Metanoia
QUOTE
Richard Rohr once said…
“We do not think ourselves into new ways of living, we live ourselves into new ways of thinking.”
(American priest and writer)
CONCEPT
Metanoia
Metanoia, historically used in religious contexts to mean repentance, it has evolved to signify a profound, often life-altering transformation in one’s perspective, values, or way of being.
Unlike a simple change of opinion, metanoia involves a deep internal shift that reorients how a person understands themselves and the world.
STORY
A Grand … Rethinking?
In 1511, a Dominican friar named Antonio de Montesinos climbed into the pulpit on the island of Hispaniola and delivered a sermon that shocked the Spanish colonist—and changed the course of one man’s life.
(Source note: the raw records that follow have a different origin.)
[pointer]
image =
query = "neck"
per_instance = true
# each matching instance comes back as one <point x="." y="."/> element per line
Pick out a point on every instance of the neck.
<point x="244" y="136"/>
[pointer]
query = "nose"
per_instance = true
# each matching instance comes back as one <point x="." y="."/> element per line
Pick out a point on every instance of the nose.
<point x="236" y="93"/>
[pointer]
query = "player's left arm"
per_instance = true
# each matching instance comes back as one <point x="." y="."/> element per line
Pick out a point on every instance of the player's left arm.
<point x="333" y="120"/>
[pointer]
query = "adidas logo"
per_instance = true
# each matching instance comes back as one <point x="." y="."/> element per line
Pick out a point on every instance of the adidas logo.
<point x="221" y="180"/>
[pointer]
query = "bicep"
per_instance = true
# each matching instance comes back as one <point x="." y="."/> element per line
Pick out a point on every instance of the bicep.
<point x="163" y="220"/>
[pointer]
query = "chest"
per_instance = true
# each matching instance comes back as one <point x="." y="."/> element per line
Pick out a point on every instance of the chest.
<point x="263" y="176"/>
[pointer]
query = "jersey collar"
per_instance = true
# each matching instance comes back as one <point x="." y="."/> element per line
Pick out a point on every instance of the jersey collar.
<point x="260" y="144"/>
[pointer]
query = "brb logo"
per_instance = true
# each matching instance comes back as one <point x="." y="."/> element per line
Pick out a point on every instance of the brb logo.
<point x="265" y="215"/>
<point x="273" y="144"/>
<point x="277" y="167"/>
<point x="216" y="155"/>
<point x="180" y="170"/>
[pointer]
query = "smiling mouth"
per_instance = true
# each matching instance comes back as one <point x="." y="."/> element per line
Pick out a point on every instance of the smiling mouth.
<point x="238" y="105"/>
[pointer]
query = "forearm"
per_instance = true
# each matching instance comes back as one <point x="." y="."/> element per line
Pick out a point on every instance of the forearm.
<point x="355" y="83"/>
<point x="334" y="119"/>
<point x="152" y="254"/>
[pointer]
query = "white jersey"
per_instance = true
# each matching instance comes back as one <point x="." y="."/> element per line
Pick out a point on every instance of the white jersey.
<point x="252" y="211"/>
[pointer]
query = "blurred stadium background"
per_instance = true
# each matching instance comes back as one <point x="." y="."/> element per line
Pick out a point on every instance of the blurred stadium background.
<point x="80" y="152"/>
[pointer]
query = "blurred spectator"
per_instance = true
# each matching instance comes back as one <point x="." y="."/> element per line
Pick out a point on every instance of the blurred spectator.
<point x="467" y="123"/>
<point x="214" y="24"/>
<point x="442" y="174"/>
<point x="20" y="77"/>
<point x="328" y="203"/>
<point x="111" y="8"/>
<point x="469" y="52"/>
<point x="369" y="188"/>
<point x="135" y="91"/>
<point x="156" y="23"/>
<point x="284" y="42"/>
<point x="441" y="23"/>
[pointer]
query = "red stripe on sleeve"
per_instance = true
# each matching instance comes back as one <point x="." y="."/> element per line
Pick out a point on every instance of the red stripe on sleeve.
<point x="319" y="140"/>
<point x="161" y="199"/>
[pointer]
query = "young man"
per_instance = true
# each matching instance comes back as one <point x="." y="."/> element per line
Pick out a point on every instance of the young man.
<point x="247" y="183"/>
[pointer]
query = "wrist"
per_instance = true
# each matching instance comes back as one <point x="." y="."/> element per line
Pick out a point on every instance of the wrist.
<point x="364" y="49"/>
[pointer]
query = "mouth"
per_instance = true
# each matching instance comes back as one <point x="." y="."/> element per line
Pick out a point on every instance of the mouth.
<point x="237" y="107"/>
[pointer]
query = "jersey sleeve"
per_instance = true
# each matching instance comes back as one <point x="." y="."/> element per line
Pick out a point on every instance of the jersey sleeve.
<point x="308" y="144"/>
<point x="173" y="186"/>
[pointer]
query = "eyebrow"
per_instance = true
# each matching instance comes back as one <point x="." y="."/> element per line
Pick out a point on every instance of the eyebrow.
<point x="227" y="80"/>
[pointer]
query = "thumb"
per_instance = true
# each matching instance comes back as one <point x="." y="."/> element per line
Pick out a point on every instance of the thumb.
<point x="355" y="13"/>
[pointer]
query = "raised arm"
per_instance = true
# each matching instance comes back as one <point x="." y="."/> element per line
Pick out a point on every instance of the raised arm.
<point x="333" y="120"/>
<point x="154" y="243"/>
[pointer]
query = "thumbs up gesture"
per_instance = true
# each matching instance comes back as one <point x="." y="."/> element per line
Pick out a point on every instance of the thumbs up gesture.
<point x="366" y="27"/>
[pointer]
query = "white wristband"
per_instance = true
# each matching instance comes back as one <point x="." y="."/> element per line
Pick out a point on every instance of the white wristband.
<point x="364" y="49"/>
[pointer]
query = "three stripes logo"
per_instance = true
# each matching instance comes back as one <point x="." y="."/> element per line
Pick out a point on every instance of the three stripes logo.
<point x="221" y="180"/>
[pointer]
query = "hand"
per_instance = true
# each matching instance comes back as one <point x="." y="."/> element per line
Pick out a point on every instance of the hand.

Montesinos denounced the brutal treatment of the Indigenous people under Spanish rule. He thundered:
“Tell me, by what right do you hold these Indians in such horrible servitude? Are they not men? Do they not have rational souls?”
His words enraged the colonists, who profited from forced labor and conquest. But among those listening was a young encomendero (landholder) named Bartolomé de las Casas.
At the time, Las Casas was a typical colonist: he held land, enslaved Indigenous people, and benefitted from the very system Montesinos condemned. Yet the sermon pierced him. Over the following years, he wrestled with his conscience.
He eventually came to a painful realization: he had been complicit in grave injustice.
In 1514, Las Casas renounced his holdings and freed his enslaved laborers. He devoted the rest of his life to defending the rights of Indigenous peoples, traveling to Spain to argue before the Crown, and writing extensively to expose the atrocities of colonization. His book ”A Short Account of the Destruction of the Indies” cataloged massacres and abuses with searing detail.
Las Casas was far from perfect—he initially suggested African slavery as a substitute for Indigenous labor before later condemning all slavery—but his transformation was profound. From conqueror to reformer, from participant in oppression to its most famous critic in the Spanish world, his life embodied metanoia: a radical turning of the heart and mind.
Centuries later, he is remembered as one of the earliest voices for universal human rights.